Please use this identifier to cite or link to this item: https://repository.iimb.ac.in/handle/2074/18659
Title: TARP: Issues and implications
Authors: Tikoo, Shamiroh 
Kharia, Sukrut 
Keywords: Fiscal policies;Taxation;TARP;Economic crisis;Financial institutions
Issue Date: 2009
Publisher: Indian Institute of Management Bangalore
Series/Report no.: PGP_CCS_P9_058
Abstract: Fiscal policies have been used by governments all over the world to influence the economy primarily with the help of two tools – government spending and taxation1 . Government spending and taxation influence the aggregate demand, distribution of income and pattern of resource allocation in the economy. Fiscal policies are contrasted with monetary policies which also stabilize the economy by controlling the interest rates and money supply in the economy. The current economic crisis is the outcome of devaluation of mortgage based securities backed by falling house prices in the US housing market. The declining prices in real estate market made refinancing of housing loans very difficult. The housing mortgages were adjustable rate mortgages. As they began to reset at higher rates, mortgage delinquencies soared and securities backed with subprime mortgages, widely held by financial firms, lost most of their value. The result has been a large decline in the asset base of many banks and US government sponsored enterprises, tightening credit around the world.
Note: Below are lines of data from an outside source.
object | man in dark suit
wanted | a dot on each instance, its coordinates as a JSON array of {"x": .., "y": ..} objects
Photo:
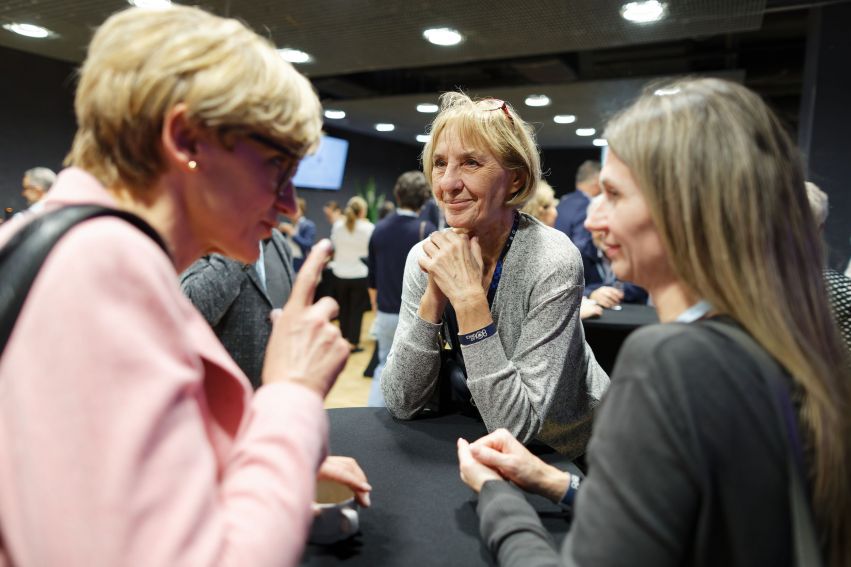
[
  {"x": 236, "y": 299},
  {"x": 572, "y": 209}
]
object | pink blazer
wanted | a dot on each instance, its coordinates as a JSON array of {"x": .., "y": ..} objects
[{"x": 127, "y": 434}]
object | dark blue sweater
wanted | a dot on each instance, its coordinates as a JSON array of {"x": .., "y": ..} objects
[{"x": 392, "y": 239}]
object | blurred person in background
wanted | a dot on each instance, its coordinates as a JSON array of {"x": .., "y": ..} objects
[
  {"x": 838, "y": 285},
  {"x": 602, "y": 286},
  {"x": 542, "y": 205},
  {"x": 508, "y": 287},
  {"x": 694, "y": 411},
  {"x": 36, "y": 183},
  {"x": 300, "y": 233}
]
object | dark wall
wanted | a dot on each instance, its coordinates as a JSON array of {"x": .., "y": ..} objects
[
  {"x": 826, "y": 121},
  {"x": 36, "y": 118},
  {"x": 559, "y": 167},
  {"x": 368, "y": 158}
]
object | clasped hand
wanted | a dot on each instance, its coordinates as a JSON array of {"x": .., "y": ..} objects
[
  {"x": 453, "y": 262},
  {"x": 500, "y": 456}
]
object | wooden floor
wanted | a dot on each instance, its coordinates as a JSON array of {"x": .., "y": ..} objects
[{"x": 352, "y": 388}]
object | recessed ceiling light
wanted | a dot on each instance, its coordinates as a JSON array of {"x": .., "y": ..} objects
[
  {"x": 666, "y": 91},
  {"x": 28, "y": 30},
  {"x": 443, "y": 36},
  {"x": 643, "y": 12},
  {"x": 564, "y": 118},
  {"x": 150, "y": 3},
  {"x": 537, "y": 100},
  {"x": 295, "y": 55}
]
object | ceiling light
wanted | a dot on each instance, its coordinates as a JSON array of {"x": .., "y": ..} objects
[
  {"x": 295, "y": 55},
  {"x": 666, "y": 91},
  {"x": 643, "y": 12},
  {"x": 443, "y": 36},
  {"x": 564, "y": 118},
  {"x": 150, "y": 3},
  {"x": 537, "y": 100},
  {"x": 28, "y": 30}
]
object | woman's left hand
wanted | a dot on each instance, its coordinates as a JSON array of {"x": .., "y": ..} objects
[
  {"x": 454, "y": 261},
  {"x": 473, "y": 473},
  {"x": 346, "y": 470}
]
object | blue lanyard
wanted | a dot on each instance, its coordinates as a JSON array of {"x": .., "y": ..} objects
[
  {"x": 695, "y": 312},
  {"x": 497, "y": 272}
]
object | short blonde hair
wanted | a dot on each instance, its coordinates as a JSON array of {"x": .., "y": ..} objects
[
  {"x": 354, "y": 209},
  {"x": 544, "y": 197},
  {"x": 495, "y": 126},
  {"x": 143, "y": 62}
]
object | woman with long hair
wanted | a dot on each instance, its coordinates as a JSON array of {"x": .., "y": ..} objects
[
  {"x": 689, "y": 462},
  {"x": 350, "y": 236},
  {"x": 128, "y": 436}
]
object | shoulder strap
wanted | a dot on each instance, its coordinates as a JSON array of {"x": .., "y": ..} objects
[
  {"x": 806, "y": 549},
  {"x": 22, "y": 257}
]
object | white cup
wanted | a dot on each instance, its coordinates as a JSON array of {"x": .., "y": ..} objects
[{"x": 337, "y": 517}]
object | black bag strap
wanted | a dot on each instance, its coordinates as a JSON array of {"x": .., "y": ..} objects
[
  {"x": 23, "y": 255},
  {"x": 806, "y": 549}
]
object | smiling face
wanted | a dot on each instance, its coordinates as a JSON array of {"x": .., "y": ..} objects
[
  {"x": 470, "y": 183},
  {"x": 238, "y": 202},
  {"x": 629, "y": 237}
]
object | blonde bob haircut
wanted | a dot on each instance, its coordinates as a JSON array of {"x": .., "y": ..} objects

In response to this crisis caused by the asset liability mismatch on the balance sheets of major financial institutions in the US, the US government utilized the fiscal tool of capital infusion and monetary tool of quantitative easing 2 i.e. by printing more money when interest rates touch near zero values. To stabilize the economy using fiscal methods, the United States government introduced the Troubled Assets Relief Program (TARP) to purchase assets and equity from financial institutions in order to strengthen its financial sector. TARP allows the Treasury to purchase illiquid, difficult-to-value assets from banks and other financial institutions and is the largest component of the government's measures in 2008 to address the subprime mortgage crisis3 . TARP is intended to improve the liquidity of these assets by purchasing them using secondary market mechanisms, thus allowing participating institutions to stabilize their balance sheets and avoid further losses.